Davalı vekili; müvekkil bankanın bir kez bile yenilenmeyen hayat sigortasında dolayı kusurlu kabul edilmesi mümkün olmadığını, müterafik bir kusurun varlığının kabulü halinde davacılar murisinin ağır kusurlu olduğunun kabulü gerektiğini, müvekkil bankanın sözleşme kapsamında veya yasal olarak hayat sigortası yaptırma/yenileme sorumluluğu olmadığını, sabit faizli konut destek kredisi sözleşme öncesi bilgi formunun sigortaya ilişkin açıklama başlıklı 3. maddesinde hayat sigortasının yapılmasının zorunlu olmadığının belirtildiğini, murisin hayat sigortası yaptırma ve sözleşme sürecinde devam ettirmek zorunluluğu olmadığını, davacı mirasçıların, murisin hak ve borçlarına halef olup bu kapsamda murisin müvekkil bankaya olan borç ve risklerinden sorumlu olduğunu savunarak kararın bozulmasını istemiştir.
C. Gerekçe
1. Uyuşmazlık ve Hukuki Nitelendirme
Uyuşmazlık, 6502 sayılı Tüketicinin Korunması Hakkında Kanun gereği konut kredisi sözleşmesi kapsamında hayat sigortasının yenilenmemesi sebebiyle bakiye kredi borcundan dolayı borçlu olmadıklarının tespiti ve taşınmaz üzerinde bulunan ipoteğin kaldırılması istemine ilişkindir.
2. İlgili Hukuk
1. 04.02.1959 tarihli ve 13/5 sayılı ile 09.05.1960 tarihli ve 21/9 sayılı Yargıtay İçtihadı Birleştirme Kararları.

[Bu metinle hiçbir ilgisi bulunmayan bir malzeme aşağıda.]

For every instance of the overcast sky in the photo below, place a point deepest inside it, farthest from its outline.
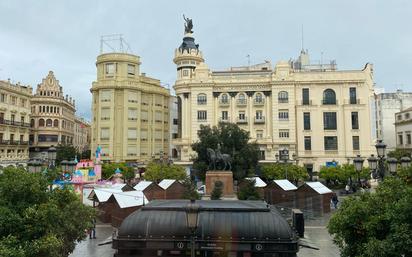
(64, 36)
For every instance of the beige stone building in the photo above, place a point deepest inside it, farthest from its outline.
(14, 123)
(317, 112)
(82, 134)
(130, 111)
(403, 129)
(53, 119)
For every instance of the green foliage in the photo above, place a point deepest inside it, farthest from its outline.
(37, 222)
(190, 190)
(158, 171)
(108, 170)
(294, 172)
(375, 224)
(399, 153)
(65, 152)
(217, 191)
(233, 140)
(248, 191)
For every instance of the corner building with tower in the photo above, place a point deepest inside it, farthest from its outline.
(320, 114)
(130, 111)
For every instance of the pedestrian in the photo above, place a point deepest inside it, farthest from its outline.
(92, 233)
(335, 201)
(347, 188)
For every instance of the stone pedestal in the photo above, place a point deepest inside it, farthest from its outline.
(225, 176)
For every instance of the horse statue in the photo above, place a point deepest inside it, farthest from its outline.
(217, 157)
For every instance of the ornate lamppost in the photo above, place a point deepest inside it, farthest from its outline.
(192, 214)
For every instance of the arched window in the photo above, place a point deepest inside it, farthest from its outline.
(201, 99)
(258, 98)
(225, 99)
(329, 96)
(283, 97)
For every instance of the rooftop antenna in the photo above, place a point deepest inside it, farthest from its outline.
(115, 43)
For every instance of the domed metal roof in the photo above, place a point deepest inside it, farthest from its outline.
(234, 220)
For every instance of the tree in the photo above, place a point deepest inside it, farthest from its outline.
(233, 140)
(65, 152)
(37, 222)
(294, 172)
(189, 189)
(158, 171)
(217, 191)
(375, 224)
(248, 190)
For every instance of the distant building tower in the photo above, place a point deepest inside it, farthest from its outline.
(130, 111)
(52, 117)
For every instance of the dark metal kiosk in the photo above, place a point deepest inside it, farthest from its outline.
(206, 228)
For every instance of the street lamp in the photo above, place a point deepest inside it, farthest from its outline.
(358, 162)
(192, 214)
(373, 164)
(51, 154)
(405, 162)
(392, 165)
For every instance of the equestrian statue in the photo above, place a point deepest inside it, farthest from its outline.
(216, 157)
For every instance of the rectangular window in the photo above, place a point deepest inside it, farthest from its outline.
(355, 142)
(352, 95)
(105, 114)
(329, 121)
(131, 69)
(308, 143)
(110, 69)
(283, 133)
(132, 97)
(105, 95)
(331, 143)
(225, 115)
(400, 139)
(242, 115)
(306, 120)
(131, 133)
(283, 114)
(104, 133)
(305, 96)
(201, 115)
(355, 120)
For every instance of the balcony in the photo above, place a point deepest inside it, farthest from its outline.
(224, 103)
(259, 102)
(241, 102)
(15, 123)
(259, 120)
(241, 120)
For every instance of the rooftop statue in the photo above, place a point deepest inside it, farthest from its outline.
(188, 25)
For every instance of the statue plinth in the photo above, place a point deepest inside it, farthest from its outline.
(223, 175)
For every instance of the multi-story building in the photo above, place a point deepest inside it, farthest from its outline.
(321, 114)
(403, 129)
(82, 134)
(14, 123)
(130, 111)
(386, 106)
(52, 119)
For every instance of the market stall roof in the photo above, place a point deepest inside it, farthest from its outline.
(285, 184)
(258, 181)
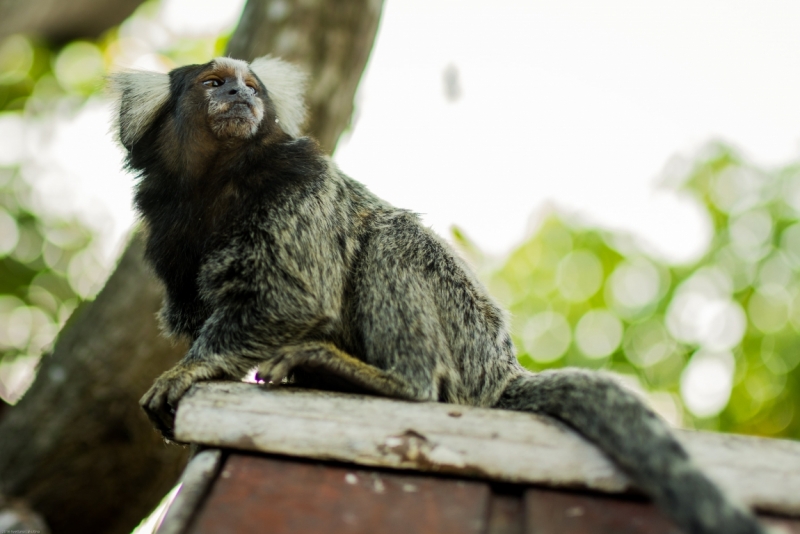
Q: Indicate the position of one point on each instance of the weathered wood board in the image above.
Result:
(494, 444)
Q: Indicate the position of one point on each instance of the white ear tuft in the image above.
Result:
(286, 86)
(138, 97)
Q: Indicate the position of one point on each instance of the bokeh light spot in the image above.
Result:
(598, 333)
(645, 344)
(16, 59)
(9, 234)
(79, 67)
(750, 234)
(633, 285)
(769, 308)
(546, 336)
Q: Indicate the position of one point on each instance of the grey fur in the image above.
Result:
(331, 286)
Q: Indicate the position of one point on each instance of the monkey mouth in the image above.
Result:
(237, 120)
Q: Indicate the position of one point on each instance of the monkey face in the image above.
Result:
(235, 98)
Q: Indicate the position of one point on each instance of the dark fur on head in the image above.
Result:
(272, 257)
(200, 164)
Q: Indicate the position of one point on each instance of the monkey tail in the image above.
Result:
(637, 441)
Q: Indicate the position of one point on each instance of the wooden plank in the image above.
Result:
(194, 485)
(505, 514)
(554, 512)
(494, 444)
(282, 496)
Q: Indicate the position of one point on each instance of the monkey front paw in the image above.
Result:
(278, 366)
(161, 400)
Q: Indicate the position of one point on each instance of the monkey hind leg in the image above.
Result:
(635, 439)
(325, 359)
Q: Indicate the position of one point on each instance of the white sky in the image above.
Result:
(574, 103)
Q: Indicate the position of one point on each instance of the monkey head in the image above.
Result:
(196, 109)
(234, 97)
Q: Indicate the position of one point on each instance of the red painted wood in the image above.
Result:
(261, 494)
(556, 512)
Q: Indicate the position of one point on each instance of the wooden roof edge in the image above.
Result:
(491, 444)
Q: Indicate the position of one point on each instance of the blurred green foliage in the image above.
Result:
(713, 344)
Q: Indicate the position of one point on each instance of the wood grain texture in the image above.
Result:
(330, 41)
(195, 483)
(80, 422)
(494, 444)
(550, 512)
(258, 494)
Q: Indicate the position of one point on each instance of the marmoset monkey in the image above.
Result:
(273, 258)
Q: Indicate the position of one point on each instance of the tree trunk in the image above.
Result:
(77, 448)
(330, 40)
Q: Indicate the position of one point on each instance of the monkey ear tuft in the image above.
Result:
(286, 86)
(138, 97)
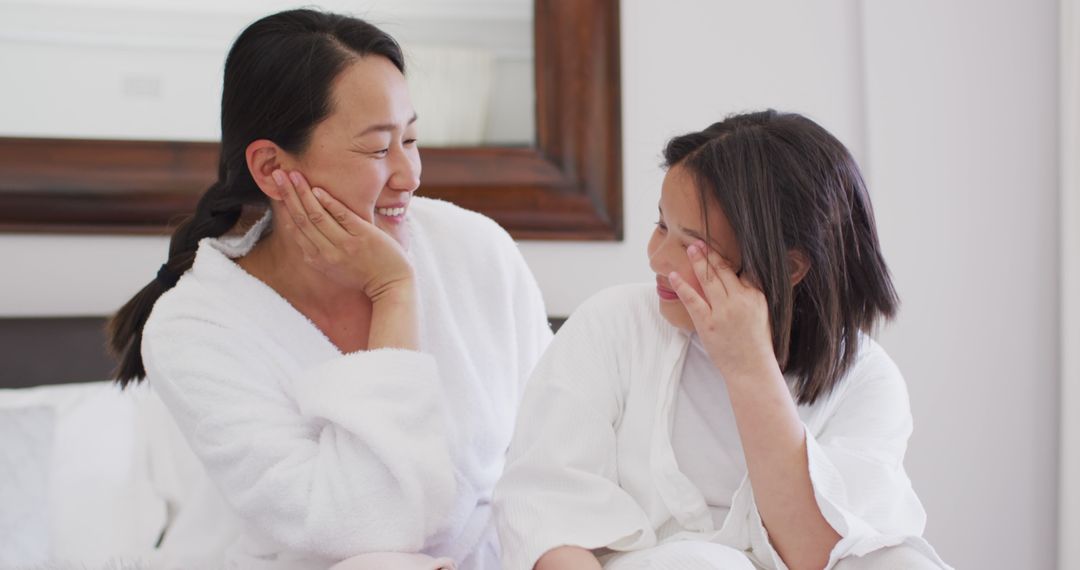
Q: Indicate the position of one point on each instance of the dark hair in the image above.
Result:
(785, 184)
(278, 85)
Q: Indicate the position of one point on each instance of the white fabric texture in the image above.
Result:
(323, 456)
(97, 465)
(704, 435)
(26, 438)
(592, 462)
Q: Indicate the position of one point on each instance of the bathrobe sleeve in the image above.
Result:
(532, 328)
(855, 460)
(349, 458)
(561, 484)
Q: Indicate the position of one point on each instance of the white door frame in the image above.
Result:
(1068, 529)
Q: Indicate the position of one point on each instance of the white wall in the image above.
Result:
(952, 109)
(1068, 547)
(962, 109)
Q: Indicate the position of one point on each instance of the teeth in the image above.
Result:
(390, 212)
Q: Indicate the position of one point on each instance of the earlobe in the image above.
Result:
(798, 265)
(264, 158)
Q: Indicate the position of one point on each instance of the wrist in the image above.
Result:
(401, 292)
(752, 367)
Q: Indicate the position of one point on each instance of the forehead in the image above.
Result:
(680, 203)
(370, 90)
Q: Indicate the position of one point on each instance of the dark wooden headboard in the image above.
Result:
(62, 351)
(53, 351)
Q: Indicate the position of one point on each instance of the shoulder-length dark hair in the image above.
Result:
(785, 184)
(278, 83)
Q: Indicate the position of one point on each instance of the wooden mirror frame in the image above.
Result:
(568, 187)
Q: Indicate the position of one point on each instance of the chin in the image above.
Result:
(675, 313)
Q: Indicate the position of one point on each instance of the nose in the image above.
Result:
(405, 174)
(659, 256)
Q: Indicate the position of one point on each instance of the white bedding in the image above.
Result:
(84, 493)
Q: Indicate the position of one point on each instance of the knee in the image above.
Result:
(901, 557)
(679, 555)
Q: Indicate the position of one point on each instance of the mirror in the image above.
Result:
(152, 71)
(565, 186)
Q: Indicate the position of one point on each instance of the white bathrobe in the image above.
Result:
(321, 456)
(592, 462)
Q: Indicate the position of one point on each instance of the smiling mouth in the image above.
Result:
(665, 292)
(391, 212)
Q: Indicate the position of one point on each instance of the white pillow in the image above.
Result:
(26, 438)
(102, 505)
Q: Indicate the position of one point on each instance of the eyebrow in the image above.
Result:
(383, 126)
(691, 233)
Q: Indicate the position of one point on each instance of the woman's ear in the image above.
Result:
(264, 158)
(798, 263)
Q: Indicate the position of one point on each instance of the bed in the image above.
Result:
(92, 475)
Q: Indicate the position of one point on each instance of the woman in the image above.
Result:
(734, 415)
(348, 367)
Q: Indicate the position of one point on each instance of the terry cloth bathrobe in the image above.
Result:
(320, 456)
(592, 462)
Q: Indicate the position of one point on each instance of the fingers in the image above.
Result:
(348, 219)
(719, 268)
(299, 215)
(707, 273)
(315, 213)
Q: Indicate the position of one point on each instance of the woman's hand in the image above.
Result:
(567, 558)
(732, 316)
(347, 248)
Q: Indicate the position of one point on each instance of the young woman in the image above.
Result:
(734, 415)
(348, 367)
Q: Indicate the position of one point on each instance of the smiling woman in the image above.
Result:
(347, 367)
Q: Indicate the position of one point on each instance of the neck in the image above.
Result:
(280, 263)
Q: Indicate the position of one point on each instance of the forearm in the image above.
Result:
(774, 445)
(395, 320)
(568, 558)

2. 10.17.1.2009 tarihli Resmi Gazetede yayınlanarak, 1.2.2009 tarihinde yürürlüğe giren, “Bireysel Kredilerde Bağlantılı Sigortalar uygulama Esasları Yönetmeliği” yenileme ve bildirim başlıklı 12 nci maddesi.
3. Değerlendirme
Temyizen incelenen mahkeme kararının bozmaya uygun olduğu, kararda ve kararın gerekçesinde hukuk kurallarının somut olaya uygulanmasında bir isabetsizlik bulunmadığı, özellikle davalı bankanın hayat sigortasının yenilenmesi için murise bildirimde bulunmaması ve davacılar murisinin de hayat sigortasının yenilenmesi talebinde bulunmaması değerlendirildiğinde tarafların müterafik kusurlu oldukları anlaşılmakla; taraf vekillerinin temyiz dilekçelerinin reddiyle, usul ve yasaya uygun hükmün onanmasına karar vermek gerekmiştir.
VI. KARAR
Açıklanan sebeplerle;
Temyiz olunan Mahkeme kararının 6100 sayılı Hukuk Muhakemeleri Kanunu'nun Geçici 3 üncü maddesi atfıyla 1086 sayılı Hukuk Usulü Muhakemeleri Kanunu'nun (1086 sayılı Kanun) 439 uncu maddesi uyarınca ONANMASINA,
Aşağıda yazılı bakiye temyiz harcının temyiz eden davalıya yükletilmesine
1086 sayılı Kanun'un 440 ıncı maddesi gereğince karar düzeltme yolu kapalı olmak üzere,
Dosyanın Mahkemesine gönderilmesine,
02.12.2024 tarihinde oy birliğiyle karar verildi.